The regcomp() functions

#include <tre/regex.h>

int regcomp(regex_t *preg, const char *regex, int cflags);
int regncomp(regex_t *preg, const char *regex, size_t len, int cflags);
int regwcomp(regex_t *preg, const wchar_t *regex, int cflags);
int regwncomp(regex_t *preg, const wchar_t *regex, size_t len, int cflags);

The regcomp() function compiles the regex string pointed to by regex to an internal representation and stores the result in the pattern buffer structure pointed to by preg. The regncomp() function is like regcomp(), but regex is not terminated with the null byte. Instead, the len argument is used to give the length of the string, and the string may contain null bytes. The regwcomp() and regwncomp() functions work like regcomp() and regncomp(), respectively, but take a wide character (wchar_t) string instead of a byte string.

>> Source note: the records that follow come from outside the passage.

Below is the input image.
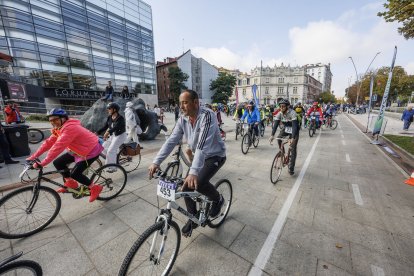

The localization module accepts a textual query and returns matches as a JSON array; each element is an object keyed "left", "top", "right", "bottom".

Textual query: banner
[
  {"left": 366, "top": 74, "right": 374, "bottom": 132},
  {"left": 373, "top": 46, "right": 397, "bottom": 135},
  {"left": 235, "top": 86, "right": 239, "bottom": 106},
  {"left": 252, "top": 84, "right": 259, "bottom": 105}
]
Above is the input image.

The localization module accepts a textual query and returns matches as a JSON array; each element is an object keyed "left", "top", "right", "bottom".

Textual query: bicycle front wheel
[
  {"left": 208, "top": 179, "right": 232, "bottom": 228},
  {"left": 330, "top": 119, "right": 338, "bottom": 130},
  {"left": 253, "top": 134, "right": 259, "bottom": 148},
  {"left": 117, "top": 151, "right": 141, "bottom": 173},
  {"left": 0, "top": 186, "right": 61, "bottom": 239},
  {"left": 119, "top": 220, "right": 181, "bottom": 276},
  {"left": 0, "top": 260, "right": 43, "bottom": 275},
  {"left": 270, "top": 153, "right": 283, "bottom": 184},
  {"left": 164, "top": 161, "right": 181, "bottom": 178},
  {"left": 27, "top": 129, "right": 44, "bottom": 144},
  {"left": 309, "top": 124, "right": 314, "bottom": 137},
  {"left": 93, "top": 164, "right": 127, "bottom": 200},
  {"left": 241, "top": 134, "right": 250, "bottom": 154}
]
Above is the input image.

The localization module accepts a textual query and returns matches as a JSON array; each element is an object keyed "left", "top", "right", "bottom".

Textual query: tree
[
  {"left": 318, "top": 91, "right": 336, "bottom": 103},
  {"left": 378, "top": 0, "right": 414, "bottom": 39},
  {"left": 209, "top": 72, "right": 237, "bottom": 104},
  {"left": 168, "top": 67, "right": 188, "bottom": 103}
]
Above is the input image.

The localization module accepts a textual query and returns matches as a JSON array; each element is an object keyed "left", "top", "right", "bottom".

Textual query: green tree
[
  {"left": 378, "top": 0, "right": 414, "bottom": 39},
  {"left": 318, "top": 91, "right": 336, "bottom": 103},
  {"left": 210, "top": 72, "right": 237, "bottom": 104},
  {"left": 168, "top": 67, "right": 188, "bottom": 103}
]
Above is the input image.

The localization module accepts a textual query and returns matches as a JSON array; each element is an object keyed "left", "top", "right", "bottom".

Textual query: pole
[
  {"left": 349, "top": 57, "right": 359, "bottom": 105},
  {"left": 259, "top": 60, "right": 262, "bottom": 105},
  {"left": 365, "top": 74, "right": 374, "bottom": 133}
]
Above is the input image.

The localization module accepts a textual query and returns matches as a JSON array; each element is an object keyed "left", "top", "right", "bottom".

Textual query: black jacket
[{"left": 98, "top": 114, "right": 126, "bottom": 136}]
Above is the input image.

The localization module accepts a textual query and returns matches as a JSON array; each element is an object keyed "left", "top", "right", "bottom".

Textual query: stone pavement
[{"left": 1, "top": 113, "right": 414, "bottom": 275}]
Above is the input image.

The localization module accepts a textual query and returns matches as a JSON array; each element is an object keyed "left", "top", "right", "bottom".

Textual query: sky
[{"left": 144, "top": 0, "right": 414, "bottom": 97}]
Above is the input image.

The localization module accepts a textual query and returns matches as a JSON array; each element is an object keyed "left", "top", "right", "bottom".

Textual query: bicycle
[
  {"left": 307, "top": 115, "right": 317, "bottom": 137},
  {"left": 0, "top": 159, "right": 127, "bottom": 239},
  {"left": 323, "top": 115, "right": 338, "bottom": 130},
  {"left": 27, "top": 128, "right": 44, "bottom": 144},
  {"left": 241, "top": 123, "right": 259, "bottom": 154},
  {"left": 99, "top": 138, "right": 141, "bottom": 173},
  {"left": 270, "top": 138, "right": 291, "bottom": 184},
  {"left": 118, "top": 169, "right": 232, "bottom": 275},
  {"left": 163, "top": 143, "right": 192, "bottom": 178},
  {"left": 235, "top": 119, "right": 244, "bottom": 140},
  {"left": 0, "top": 251, "right": 42, "bottom": 275}
]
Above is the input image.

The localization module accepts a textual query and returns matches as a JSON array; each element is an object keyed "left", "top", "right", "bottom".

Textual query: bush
[{"left": 25, "top": 114, "right": 48, "bottom": 121}]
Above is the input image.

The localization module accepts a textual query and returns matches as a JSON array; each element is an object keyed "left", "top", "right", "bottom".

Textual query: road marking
[
  {"left": 342, "top": 140, "right": 346, "bottom": 146},
  {"left": 248, "top": 131, "right": 321, "bottom": 276},
  {"left": 352, "top": 184, "right": 364, "bottom": 206},
  {"left": 371, "top": 265, "right": 385, "bottom": 276},
  {"left": 343, "top": 115, "right": 409, "bottom": 178},
  {"left": 346, "top": 153, "right": 351, "bottom": 162},
  {"left": 341, "top": 134, "right": 345, "bottom": 139}
]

The cflags argument is a the bitwise inclusive OR of zero or more of the following flags (defined in the header <tre/regex.h>):

REG_EXTENDED
Use POSIX Extended Regular Expression (ERE) compatible syntax when compiling regex. The default syntax is the POSIX Basic Regular Expression (BRE) syntax, but it is considered obsolete.
REG_ICASE
Ignore case. Subsequent searches with the regexec family of functions using this pattern buffer will be case insensitive.
REG_NOSUB
Do not report submatches. Subsequent searches with the regexec family of functions will only report whether a match was found or not and will not fill the submatch array.
REG_NEWLINE
Normally the newline character is treated as an ordinary character. When this flag is used, the newline character ('\n', ASCII code 10) is treated specially as follows:
  1. The match-any-character operator (dot "." outside a bracket expression) does not match a newline.
  2. A non-matching list ([^...]) not containing a newline does not match a newline.
  3. The match-beginning-of-line operator ^ matches the empty string immediately after a newline as well as the empty string at the beginning of the string (but see the REG_NOTBOL regexec() flag below).
  4. The match-end-of-line operator $ matches the empty string immediately before a newline as well as the empty string at the end of the string (but see the REG_NOTEOL regexec() flag below).
REG_LITERAL
Interpret the entire regex argument as a literal string, that is, all characters will be considered ordinary. This is a nonstandard extension, compatible with but not specified by POSIX.
REG_NOSPEC
Same as REG_LITERAL. This flag is provided for compatibility with BSD.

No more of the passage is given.